Quote:
Originally Posted by VideoReview
Although this seemed logical to me, I had been getting some strange results from the verification sets. For example, if I had a "system" that had an ROI of +20% in my initial set, I might get an ROI of -6% and -8% on each of the other 2 sets. Although, the ROI of the entire sample above was +2.66%, I would get negative results in my test sample.
|
This does not sound to me like a "strange" result but rather evidence that the conclusions drawn based on the first data segment weren't predictive of the population (i.e., were "data mined"). This is a common result.

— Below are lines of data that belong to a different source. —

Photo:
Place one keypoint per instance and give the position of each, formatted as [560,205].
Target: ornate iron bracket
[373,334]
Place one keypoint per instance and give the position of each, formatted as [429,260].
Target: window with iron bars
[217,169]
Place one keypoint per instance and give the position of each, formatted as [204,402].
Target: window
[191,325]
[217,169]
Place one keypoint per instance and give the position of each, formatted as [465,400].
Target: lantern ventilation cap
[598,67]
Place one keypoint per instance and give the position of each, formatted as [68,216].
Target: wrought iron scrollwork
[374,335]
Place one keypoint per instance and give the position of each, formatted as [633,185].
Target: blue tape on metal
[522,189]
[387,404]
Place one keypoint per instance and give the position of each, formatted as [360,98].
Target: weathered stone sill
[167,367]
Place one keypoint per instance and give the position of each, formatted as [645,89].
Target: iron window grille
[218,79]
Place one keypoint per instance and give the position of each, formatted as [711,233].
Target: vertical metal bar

Another possibility is that there exists autocorrelation within your time series (so results on days t-1 ... t-n need be used in formulating day t forecasts). If this were the case then segmenting your data set so it cut across relevant time horizons would be a bad idea.
Quote:
Originally Posted by VideoReview
If I do the same thing but divide the 3 sets chronologically (i.e. Set 1=2004 Season, Set 2=2005 Season, Set 3=2006 Season), when my initial set was positive, I would more times than not get positive results in the 2 out of sample test sets.
|
So this is either a "good" result or (when taken in conjunction with the above) is suggestive of a programming error. Question: If you split up your successful seasonal data using the other method do you find one of you thirds drastically outperforms the other two?
Quote:
Originally Posted by VideoReview
Let's say you gave me 10,000 game betting results in date order from any major sport and I selected every second game for a total of 5,000. Purely by chance the favoured team in this test sample won 100% of the time for an ROI of +50% betting to win 1 unit. Now, if sports betting was like dice which have no memory, I would expect that the ROI of favourites in the 5,000 games that were out of sample would be close to -vig or -2% at a 5 cent book. However, I would bet the farm that the ROI of underdogs would be VERY high in the out of sample set.
|
If you make this claim with prior knowledge that the entire 10,000 game population had "average" results, then this would follow directly from conditional probability.
Without this precondition, then you're either falling prey to the Gambler's Fallacy or have uncovered what promises to be a very lucrative sports-based autoregressive moving average model.
Quote:
Originally Posted by VideoReview
a) If data is divided across dates in an attempt to remove seasonal bias, the results of this original sample and the out of sample data need to be totaled together to produce a final result.
|
No. Don't do this. This defeats the whole purpose of separately maintained in and out-of-sample data segments. At least if you
do do it, make sure to properly condition your results on the likelihood of finding such results in-sample.
Quote:
Originally Posted by VideoReview
b) Data should not be divided across dates and should be divided by logical dates (i.e. by whole seasons and not something like using pre-season game data to predict playoff game results etc.)
|
If this works for you then that's certainly great news. If you've done everything correctly that I'd suggest you start moving ahead.
That said, the fact that it
only works when you divide your data in such a manner does not inspire a whole lot of confidence within me. I'd strongly suggest double-, triple-, quadruple-, quintuple-, and sextuple-checking your work (you can stop there septuple-checking is just plain silly) to make
absolutely certain that no out-of-sample data at all somehow crept in to your in-sample modeling.
But let me make this very clear ... there's nothing necessarilly "wrong" with segmenting data by season, and if you get good results then by all means go for it. But based upon what you;ve written above I'm just going to warn you again to make sure your programming and modeling are sound.
Quote:
Originally Posted by VideoReview
I highly respect the person that gave me the original suggestion but I am simply not able to produce consistent results by this sampling method. I would appreciate any thoughts, especially those that involve the math of what I am saying.
|
Finding meaningful results particularly difficult to come by when using proper sampling methodology is generally to be expected.